According to the NBA, Kawhi Leonard’s knee is not healthy enough to play in back-to-back games, so the Los Angeles Clippers were not fined for resting the biggest free agent signing in franchise history for nationally-televised games in each of the last two weeks.
And then, the takes. Oh, the takes. Giannis Antetokounmpo voicing his desire to play as much as possible was fine and provided perspective. But then a secondhand Michael Jordan quote was invoked about how “you’re paid to play 82 games,” and an old Rex Chapman tweet with a video of players from the previous generation punching each other popped up, and talking heads got all wistful about how basketball was better then.
Here are the things that were better about the NBA in the 1990s than today: Roundball Rock, the Knicks, and the Toronto Raptors having dinosaurs on their uniforms. Well, we’ve gotten the dinosaurs back on throwback uniforms that five-time All-Star Kyle Lowry correctly called “sexy.” As for the rest, John Tesh’s masterpiece can now be heard on college broadcasts, while the Knicks… well… anyway, the NBA low-key sucked during the Jordan era.
With all of that said, it does make sense that the NBA wants its stars to appear in nationally-televised games, even if that does necessitate acknowledging that those games are more important. It also makes sense that fans who buy tickets would want to see the best players in action.
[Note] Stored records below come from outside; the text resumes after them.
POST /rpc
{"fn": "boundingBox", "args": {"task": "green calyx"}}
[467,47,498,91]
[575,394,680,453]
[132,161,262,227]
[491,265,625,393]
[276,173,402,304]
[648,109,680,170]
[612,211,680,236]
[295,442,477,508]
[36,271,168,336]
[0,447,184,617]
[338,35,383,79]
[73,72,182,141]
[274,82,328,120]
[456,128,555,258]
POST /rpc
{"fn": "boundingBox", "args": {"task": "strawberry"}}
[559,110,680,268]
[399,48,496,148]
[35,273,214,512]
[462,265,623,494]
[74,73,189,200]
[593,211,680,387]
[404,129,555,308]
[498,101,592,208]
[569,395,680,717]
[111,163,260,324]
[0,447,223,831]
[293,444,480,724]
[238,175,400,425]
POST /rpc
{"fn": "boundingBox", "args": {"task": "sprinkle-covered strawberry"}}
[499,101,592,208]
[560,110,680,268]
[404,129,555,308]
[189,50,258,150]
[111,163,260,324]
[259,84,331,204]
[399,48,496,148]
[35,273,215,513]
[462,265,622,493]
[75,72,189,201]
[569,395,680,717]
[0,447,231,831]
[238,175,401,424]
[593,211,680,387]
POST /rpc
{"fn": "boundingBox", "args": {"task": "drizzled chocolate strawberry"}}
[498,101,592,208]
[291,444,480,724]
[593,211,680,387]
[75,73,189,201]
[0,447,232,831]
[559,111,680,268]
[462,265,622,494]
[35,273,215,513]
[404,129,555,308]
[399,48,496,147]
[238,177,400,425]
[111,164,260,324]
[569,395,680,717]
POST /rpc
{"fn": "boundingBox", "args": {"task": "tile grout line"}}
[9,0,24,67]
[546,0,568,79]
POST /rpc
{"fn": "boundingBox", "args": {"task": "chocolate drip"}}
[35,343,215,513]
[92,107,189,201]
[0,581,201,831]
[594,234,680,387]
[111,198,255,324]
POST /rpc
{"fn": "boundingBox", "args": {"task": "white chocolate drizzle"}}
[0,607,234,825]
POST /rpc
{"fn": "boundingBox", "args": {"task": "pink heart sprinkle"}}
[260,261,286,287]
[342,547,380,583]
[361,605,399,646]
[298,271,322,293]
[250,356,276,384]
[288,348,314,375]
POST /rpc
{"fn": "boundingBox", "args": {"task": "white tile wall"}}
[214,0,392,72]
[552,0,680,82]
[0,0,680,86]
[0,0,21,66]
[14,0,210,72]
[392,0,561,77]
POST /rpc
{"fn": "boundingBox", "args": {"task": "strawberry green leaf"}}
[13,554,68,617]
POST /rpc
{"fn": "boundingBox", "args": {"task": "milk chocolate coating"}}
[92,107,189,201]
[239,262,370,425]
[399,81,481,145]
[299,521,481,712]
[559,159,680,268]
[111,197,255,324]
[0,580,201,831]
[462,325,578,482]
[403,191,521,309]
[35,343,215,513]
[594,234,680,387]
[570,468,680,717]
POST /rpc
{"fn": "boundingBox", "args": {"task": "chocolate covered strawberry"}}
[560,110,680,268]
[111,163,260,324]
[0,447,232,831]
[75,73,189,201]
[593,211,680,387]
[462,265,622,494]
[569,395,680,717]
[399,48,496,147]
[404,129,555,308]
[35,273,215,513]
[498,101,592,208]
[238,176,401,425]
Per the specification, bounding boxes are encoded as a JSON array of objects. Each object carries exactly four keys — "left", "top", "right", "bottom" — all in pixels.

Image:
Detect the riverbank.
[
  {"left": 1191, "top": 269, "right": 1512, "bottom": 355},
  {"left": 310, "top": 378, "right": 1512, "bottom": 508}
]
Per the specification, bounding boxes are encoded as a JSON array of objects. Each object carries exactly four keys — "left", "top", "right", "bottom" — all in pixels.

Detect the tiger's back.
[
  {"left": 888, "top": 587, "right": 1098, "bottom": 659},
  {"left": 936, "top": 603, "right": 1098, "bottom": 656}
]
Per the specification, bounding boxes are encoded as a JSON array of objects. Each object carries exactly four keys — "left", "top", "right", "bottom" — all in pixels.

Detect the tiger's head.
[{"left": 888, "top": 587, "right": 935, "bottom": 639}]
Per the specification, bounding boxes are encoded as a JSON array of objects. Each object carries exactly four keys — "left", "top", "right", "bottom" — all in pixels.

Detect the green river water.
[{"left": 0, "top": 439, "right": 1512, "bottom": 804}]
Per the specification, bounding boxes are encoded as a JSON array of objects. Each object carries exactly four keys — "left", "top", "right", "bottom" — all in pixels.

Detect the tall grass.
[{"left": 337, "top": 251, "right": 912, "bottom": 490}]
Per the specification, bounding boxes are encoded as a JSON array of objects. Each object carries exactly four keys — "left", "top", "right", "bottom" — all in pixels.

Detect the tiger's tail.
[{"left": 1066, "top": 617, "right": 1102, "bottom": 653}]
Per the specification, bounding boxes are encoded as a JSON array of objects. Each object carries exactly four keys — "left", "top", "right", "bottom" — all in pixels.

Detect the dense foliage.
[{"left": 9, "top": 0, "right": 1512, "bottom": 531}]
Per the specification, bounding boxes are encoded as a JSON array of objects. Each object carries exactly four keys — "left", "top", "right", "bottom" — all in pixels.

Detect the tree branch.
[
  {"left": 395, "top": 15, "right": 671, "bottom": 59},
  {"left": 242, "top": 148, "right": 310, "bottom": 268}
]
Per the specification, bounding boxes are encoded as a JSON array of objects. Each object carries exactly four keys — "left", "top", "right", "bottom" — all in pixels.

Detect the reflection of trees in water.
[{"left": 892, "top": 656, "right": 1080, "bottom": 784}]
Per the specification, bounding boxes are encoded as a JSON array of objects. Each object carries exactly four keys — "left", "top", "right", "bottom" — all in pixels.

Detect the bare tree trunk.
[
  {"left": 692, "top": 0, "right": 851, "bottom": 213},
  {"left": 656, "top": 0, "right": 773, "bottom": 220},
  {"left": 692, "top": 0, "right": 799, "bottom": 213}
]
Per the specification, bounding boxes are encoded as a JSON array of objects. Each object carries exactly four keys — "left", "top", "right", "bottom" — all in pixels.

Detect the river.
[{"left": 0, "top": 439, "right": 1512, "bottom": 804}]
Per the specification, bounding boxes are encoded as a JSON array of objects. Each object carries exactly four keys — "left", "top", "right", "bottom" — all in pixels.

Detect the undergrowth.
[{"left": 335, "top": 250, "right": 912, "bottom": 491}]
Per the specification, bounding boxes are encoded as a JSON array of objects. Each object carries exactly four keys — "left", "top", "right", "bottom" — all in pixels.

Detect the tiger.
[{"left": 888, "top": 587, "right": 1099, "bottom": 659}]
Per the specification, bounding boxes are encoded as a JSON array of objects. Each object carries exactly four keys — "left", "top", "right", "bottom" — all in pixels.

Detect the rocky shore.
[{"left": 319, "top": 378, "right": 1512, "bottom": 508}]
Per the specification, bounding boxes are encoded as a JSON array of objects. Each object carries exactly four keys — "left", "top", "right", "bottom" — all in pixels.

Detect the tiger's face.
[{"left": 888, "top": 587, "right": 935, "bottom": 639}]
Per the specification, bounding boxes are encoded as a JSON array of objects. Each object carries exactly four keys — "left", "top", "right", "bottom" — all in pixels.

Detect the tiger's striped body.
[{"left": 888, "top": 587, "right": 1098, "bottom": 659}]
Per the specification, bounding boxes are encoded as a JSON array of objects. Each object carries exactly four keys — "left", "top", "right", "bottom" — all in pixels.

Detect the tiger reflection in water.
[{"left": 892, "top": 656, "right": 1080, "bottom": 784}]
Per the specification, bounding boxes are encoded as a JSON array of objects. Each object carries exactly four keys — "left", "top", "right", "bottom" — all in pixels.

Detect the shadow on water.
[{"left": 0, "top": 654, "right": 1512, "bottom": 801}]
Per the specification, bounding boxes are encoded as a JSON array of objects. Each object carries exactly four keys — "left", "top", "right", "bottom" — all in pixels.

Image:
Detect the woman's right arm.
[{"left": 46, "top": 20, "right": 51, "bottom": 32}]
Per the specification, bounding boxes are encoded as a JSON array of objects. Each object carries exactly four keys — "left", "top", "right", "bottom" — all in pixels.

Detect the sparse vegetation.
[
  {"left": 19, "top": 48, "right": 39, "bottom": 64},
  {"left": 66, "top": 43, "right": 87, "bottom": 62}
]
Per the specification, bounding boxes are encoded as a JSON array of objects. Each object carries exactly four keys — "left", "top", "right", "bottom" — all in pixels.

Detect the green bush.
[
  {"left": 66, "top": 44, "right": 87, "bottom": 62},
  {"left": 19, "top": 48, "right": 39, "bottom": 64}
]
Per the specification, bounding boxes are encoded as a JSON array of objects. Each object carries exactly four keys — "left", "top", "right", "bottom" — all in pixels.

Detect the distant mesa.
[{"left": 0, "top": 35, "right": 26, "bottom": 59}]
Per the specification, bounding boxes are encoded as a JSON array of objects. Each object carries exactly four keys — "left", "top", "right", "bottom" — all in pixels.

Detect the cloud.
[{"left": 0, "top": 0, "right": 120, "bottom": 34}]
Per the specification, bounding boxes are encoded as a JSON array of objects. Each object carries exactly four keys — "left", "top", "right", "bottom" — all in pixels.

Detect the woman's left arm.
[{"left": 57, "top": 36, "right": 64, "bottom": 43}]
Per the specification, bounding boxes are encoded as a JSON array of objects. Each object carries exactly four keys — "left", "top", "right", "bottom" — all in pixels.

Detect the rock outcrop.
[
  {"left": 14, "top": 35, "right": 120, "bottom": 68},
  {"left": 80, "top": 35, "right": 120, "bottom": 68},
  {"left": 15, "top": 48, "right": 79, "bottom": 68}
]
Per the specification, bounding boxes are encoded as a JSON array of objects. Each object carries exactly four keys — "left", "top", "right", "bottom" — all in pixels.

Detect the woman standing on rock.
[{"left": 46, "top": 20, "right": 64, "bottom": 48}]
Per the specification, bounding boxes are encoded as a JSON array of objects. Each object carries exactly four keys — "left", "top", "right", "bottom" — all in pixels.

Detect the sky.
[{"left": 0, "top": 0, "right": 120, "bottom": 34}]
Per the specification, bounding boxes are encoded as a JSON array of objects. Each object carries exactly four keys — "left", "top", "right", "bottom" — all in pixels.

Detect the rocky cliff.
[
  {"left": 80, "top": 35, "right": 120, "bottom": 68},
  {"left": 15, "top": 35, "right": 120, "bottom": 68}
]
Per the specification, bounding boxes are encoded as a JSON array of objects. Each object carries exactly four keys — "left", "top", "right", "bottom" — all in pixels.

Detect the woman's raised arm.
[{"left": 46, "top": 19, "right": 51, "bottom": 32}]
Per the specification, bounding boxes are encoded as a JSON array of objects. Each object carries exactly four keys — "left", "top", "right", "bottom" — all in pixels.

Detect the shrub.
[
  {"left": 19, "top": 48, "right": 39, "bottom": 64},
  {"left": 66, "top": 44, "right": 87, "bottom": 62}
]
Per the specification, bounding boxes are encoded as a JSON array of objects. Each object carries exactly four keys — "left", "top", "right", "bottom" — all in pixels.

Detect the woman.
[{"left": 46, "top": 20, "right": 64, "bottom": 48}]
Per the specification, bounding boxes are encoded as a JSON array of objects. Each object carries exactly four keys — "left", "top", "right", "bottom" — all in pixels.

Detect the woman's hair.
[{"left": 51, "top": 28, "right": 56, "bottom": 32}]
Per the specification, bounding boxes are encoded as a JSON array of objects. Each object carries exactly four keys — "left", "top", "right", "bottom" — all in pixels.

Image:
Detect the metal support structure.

It also, however, makes sense that teams with championship aspirations want to keep players fresh. Even when Leonard’s knee is officially deemed healthy, the Clippers are going to rest him here and there. They don’t need him on the court every night to make the playoffs, and only playing 60 games with the Raptors last season seemed to work out okay for them and for Leonard.
Furthermore, the NBA regular season is too long. A suggestion for a 58-game campaign came from The Washington Post last year, noting that even commissioner Adam Silver has said he’s not married to the season being 82 games. The problem with a 58-game schedule (that number because it would be one home and road game against each team in the league), of course, is that going from 41 home games a year to 29 home games a year would represent a 29% decrease in the number of tickets that could be sold.
The answer, as hinted in the NBA.com article when Silver broached the topic of the schedule last spring, may be an in-season tournament along the lines of national cups in soccer.
Here’s one way it could work. In games scheduled mostly in the early part of the season, teams would play an 18-game round-robin – home-and-home with each division rival, home games against all the teams of one other in-conference division, road games against the other.
That gets you to 76 games, after which the tournament could progress to knockout stages that would be more interesting that typical midseason games, the kind of boost that might make up for losing a few regular-season dates. A home-and-home aggregate score round would be novel to basketball, or simply playing single-elimination games would be a change of pace for the NBA.
Why bother doing this if you wind up around the same amount of games? The idea would be for teams to prioritize the actual season, with tighter enforcement on “load management” for those contests. Doing so would not minimize the tournament, but instead would reward teams with rosters of young talent that doesn’t need as much rest, while also creating an atmosphere where there might be a legitimate underdog success story in the NBA, where no team has won the title with anything lower than the No. 3 seed in its conference since the 1995 Houston Rockets, who were sixth in the West but also defending league champions.
The only other time a team seeded lower than third won it all was the 1969 Celtics, also when they were defending champs, and only six times has a team won the NBA Finals as its conference’s No. 3 seed, most recently the 2011 Dallas Mavericks, who had the same record as the Lakers that year but a lower seed based on a tiebreaker.
The NBA could use a little more of the good kind of drama than the pouting nostalgia kind of drama. It’s time to shake things up and start a tournament that would add life to one of sports’ dullest regular seasons while helping to tackle an issue that is quickly growing tiresome as a topic of discussion.